Python Modules

Python modules (moduleType: model) are executable code that processes documents on the Kodexa platform. They are the core building block for inference, transformation, and event-driven workflows.

Project Structure

A Python module has a simple structure:

my-module/
├── module/
│   ├── __init__.py
│   └── module.py          # Main module implementation
├── module.yml              # Kodexa module definition
├── pyproject.toml          # Python project configuration
└── makefile                # Common tasks (optional)
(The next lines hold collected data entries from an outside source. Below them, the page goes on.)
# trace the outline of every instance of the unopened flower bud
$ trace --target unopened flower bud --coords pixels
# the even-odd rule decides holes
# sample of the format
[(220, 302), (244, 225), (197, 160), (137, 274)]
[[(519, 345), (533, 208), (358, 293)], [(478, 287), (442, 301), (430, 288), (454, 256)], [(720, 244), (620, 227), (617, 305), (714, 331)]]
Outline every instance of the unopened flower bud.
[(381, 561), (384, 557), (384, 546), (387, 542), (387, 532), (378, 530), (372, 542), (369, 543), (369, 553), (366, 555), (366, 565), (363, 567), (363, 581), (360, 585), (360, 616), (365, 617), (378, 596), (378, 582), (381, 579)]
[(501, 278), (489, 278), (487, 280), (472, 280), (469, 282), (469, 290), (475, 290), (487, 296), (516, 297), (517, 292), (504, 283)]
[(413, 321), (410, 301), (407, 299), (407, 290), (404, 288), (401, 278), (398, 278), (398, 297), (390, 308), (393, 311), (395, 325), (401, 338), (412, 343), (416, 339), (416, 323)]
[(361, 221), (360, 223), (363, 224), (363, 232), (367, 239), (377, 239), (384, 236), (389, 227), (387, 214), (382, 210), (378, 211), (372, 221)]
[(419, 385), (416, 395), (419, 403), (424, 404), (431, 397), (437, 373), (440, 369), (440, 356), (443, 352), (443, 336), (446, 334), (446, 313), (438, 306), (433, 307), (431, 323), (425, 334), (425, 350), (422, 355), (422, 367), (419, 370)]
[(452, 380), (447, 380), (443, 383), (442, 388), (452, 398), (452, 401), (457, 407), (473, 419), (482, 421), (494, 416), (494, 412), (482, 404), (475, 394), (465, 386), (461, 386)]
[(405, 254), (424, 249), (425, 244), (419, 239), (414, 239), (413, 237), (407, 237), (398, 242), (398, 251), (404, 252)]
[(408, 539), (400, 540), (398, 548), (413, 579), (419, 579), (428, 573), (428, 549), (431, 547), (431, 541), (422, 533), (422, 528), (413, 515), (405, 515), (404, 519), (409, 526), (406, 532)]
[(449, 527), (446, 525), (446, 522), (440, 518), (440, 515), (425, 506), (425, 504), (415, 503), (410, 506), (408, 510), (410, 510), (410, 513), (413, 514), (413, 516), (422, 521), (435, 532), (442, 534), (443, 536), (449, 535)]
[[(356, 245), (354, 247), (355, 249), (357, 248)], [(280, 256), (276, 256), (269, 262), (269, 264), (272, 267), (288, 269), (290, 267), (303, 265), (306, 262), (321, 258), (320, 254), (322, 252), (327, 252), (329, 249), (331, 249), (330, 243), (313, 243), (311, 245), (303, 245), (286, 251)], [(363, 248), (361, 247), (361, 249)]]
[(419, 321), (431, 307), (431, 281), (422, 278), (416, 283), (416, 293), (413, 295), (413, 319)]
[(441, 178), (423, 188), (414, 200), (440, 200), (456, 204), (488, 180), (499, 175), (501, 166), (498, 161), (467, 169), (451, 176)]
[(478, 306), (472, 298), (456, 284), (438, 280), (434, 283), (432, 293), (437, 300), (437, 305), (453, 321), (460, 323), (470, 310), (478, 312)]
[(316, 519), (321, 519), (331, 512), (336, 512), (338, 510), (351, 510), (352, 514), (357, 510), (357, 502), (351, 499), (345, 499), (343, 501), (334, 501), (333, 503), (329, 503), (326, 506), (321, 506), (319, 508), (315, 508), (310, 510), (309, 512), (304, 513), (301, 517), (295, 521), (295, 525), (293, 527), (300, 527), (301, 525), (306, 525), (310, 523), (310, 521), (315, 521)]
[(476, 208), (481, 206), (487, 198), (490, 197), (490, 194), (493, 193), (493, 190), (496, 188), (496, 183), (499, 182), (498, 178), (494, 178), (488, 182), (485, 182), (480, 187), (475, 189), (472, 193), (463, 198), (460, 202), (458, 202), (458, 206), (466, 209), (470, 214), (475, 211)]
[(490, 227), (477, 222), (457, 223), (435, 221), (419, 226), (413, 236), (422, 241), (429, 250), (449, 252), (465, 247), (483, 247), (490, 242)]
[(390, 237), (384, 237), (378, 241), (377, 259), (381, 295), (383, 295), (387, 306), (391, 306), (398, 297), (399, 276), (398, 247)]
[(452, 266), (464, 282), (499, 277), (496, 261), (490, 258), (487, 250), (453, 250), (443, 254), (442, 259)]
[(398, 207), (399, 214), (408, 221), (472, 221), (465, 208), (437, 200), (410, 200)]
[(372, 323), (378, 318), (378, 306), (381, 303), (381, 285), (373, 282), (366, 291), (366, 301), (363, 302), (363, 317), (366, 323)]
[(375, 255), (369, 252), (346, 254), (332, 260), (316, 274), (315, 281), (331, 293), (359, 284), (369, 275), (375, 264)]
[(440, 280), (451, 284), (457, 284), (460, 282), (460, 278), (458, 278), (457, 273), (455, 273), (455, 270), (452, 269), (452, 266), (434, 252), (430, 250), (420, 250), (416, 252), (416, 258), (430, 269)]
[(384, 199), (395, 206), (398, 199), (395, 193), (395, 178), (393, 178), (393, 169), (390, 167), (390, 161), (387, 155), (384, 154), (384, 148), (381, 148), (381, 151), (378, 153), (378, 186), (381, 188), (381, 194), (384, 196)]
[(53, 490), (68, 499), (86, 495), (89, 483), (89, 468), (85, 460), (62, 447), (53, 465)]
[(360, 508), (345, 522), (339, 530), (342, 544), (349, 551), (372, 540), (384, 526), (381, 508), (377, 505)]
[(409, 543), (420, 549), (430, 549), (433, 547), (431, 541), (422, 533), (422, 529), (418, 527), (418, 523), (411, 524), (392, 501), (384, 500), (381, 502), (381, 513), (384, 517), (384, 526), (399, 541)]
Module Definition (module.yml)

Every module needs a module.yml that describes it to the platform:

slug: my-module
version: 1.0.0
orgSlug: my-org
type: store
storeType: MODEL
name: My Module
metadata:
  moduleRuntimeRef: kodexa/base-module-runtime
  type: module
  contents:
    - module/*

Key fields:

slug: Unique identifier within your organization
orgSlug: Your Kodexa organization slug
moduleRuntimeRef: The runtime environment that executes your module (see Module Runtimes)
contents: Glob patterns for files to include in the deployment

Writing an Inference Module

The most common module type processes documents. The entry point is an infer function in module/module.py:

import logging
from kodexa_document import Document

logger = logging.getLogger(__name__)

def infer(document):
    logger.info(f"Processing document: {document.uuid}")

    # Access document content
    all_text = document.content_node.get_all_content()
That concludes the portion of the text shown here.